Powell set off towards the next butt—the one that had been occupied by Mick Curtis—pacing off the distance. It turned out to be nearly fifty yards away. Far enough that Curtis may well have had difficulty hearing anything of his employer's distress, particularly in light of the fact that Dinsdale was drunk and might not have realized exactly what was happening to him. Powell had a quick look around the butt, which was similar in every respect to the first one, and found nothing of interest. Ahead, the moor began to fall away into Brackendale; he could see the next butt and just the heather top of the one next to that, but the remaining four were hidden from view. When he reached the third butt he looked back; the first two butts were hidden behind a hummock of heather. He continued along the line of butts, making a cursory examination of the next two. From his vantage point, he could see the last four spaced out ahead of him. Up to that point, the distance between the butts had varied from forty to fifty yards.
A movement overhead caught his attention. A hen harrier was circling above him, effortlessly riding the air currents searching for prey. Powell unzipped his jacket and headed for the next butt, keeping an admiring eye on the harrier. If he'd been paying attention to where he was stepping, he might have noticed the wire strung tautly through the heather about six inches off the ground.

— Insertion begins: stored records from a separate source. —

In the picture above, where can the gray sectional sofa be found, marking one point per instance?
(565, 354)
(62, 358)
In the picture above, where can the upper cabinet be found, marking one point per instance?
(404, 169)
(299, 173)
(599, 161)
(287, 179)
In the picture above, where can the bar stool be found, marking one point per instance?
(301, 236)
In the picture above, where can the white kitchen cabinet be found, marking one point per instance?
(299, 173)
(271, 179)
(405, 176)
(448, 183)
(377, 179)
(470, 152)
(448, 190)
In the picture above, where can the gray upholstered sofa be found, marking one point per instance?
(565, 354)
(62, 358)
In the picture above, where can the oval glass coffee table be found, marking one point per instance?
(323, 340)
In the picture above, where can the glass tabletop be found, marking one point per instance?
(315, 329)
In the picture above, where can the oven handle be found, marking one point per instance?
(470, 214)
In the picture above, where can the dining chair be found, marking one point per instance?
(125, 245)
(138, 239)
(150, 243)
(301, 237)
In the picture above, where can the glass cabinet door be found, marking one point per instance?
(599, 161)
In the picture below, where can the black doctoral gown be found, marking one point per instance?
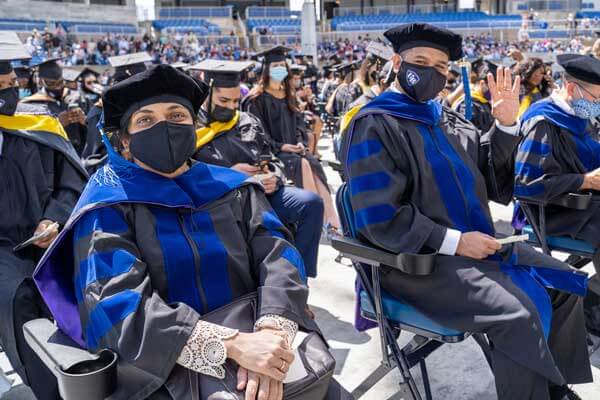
(284, 126)
(556, 152)
(94, 153)
(246, 142)
(40, 178)
(415, 171)
(77, 133)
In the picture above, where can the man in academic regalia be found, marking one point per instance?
(94, 152)
(61, 102)
(557, 155)
(560, 154)
(481, 109)
(40, 182)
(237, 140)
(420, 178)
(25, 80)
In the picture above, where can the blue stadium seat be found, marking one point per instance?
(392, 315)
(196, 25)
(564, 243)
(456, 20)
(403, 313)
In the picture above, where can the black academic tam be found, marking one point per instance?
(161, 82)
(408, 36)
(584, 68)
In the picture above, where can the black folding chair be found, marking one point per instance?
(393, 315)
(580, 252)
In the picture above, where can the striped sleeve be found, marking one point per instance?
(277, 265)
(118, 307)
(379, 184)
(539, 175)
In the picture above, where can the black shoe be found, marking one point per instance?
(563, 393)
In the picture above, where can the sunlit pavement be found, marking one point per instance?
(456, 371)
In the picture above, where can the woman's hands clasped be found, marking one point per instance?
(264, 358)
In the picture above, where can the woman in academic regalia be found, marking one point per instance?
(533, 77)
(157, 241)
(274, 102)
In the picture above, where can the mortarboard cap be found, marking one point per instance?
(22, 71)
(11, 49)
(223, 74)
(380, 50)
(128, 65)
(275, 54)
(161, 83)
(179, 65)
(71, 75)
(50, 69)
(409, 36)
(297, 69)
(584, 68)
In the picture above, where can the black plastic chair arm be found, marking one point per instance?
(575, 201)
(413, 264)
(335, 165)
(80, 374)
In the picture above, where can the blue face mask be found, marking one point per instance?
(24, 93)
(585, 109)
(278, 73)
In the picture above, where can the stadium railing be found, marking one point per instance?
(270, 12)
(196, 12)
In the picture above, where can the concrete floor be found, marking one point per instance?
(456, 372)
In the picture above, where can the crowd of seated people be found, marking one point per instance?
(173, 191)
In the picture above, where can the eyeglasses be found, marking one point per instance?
(54, 83)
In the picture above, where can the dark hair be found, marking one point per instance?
(265, 78)
(527, 68)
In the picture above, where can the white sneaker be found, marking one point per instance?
(5, 383)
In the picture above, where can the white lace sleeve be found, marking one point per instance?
(278, 322)
(205, 351)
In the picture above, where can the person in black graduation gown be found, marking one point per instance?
(94, 152)
(61, 102)
(40, 182)
(481, 108)
(559, 155)
(273, 101)
(420, 177)
(237, 140)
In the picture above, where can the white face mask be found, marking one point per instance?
(278, 73)
(584, 108)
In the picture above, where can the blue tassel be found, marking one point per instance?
(467, 87)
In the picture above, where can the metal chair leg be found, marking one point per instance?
(426, 382)
(485, 346)
(370, 381)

As it was, he caught it with the toe of his left boot. A deafening explosion rang in his ears and he experienced an odd sensation of detachment as he went down, everything seeming to happen in slow motion. He found himself lying facedown in the heather with a sharp pain in his right knee. After he realized that he was more or less in one piece, he lay still, his heart pounding wildly, and tried to get his bearings. There wasn't a sound, just the wind rustling in the grass and the acrid smell of cordite. He rolled over with a painful grunt and looked around. No one was in sight. Just his old friend the harrier circling complacently overhead. He looked down at his leg— there was no sign of blood or any obvious damage. Relief suddenly gave way to anger. He swore aloud. He'd probably reinjured his bloody knee—twisted it when he fell. He struggled awkwardly to his feet. The pain wasn't too bad, he decided, so he did an impromptu slow-motion jig to verify his diagnosis. When he was satisfied that his knee was basically sound, he began to look around.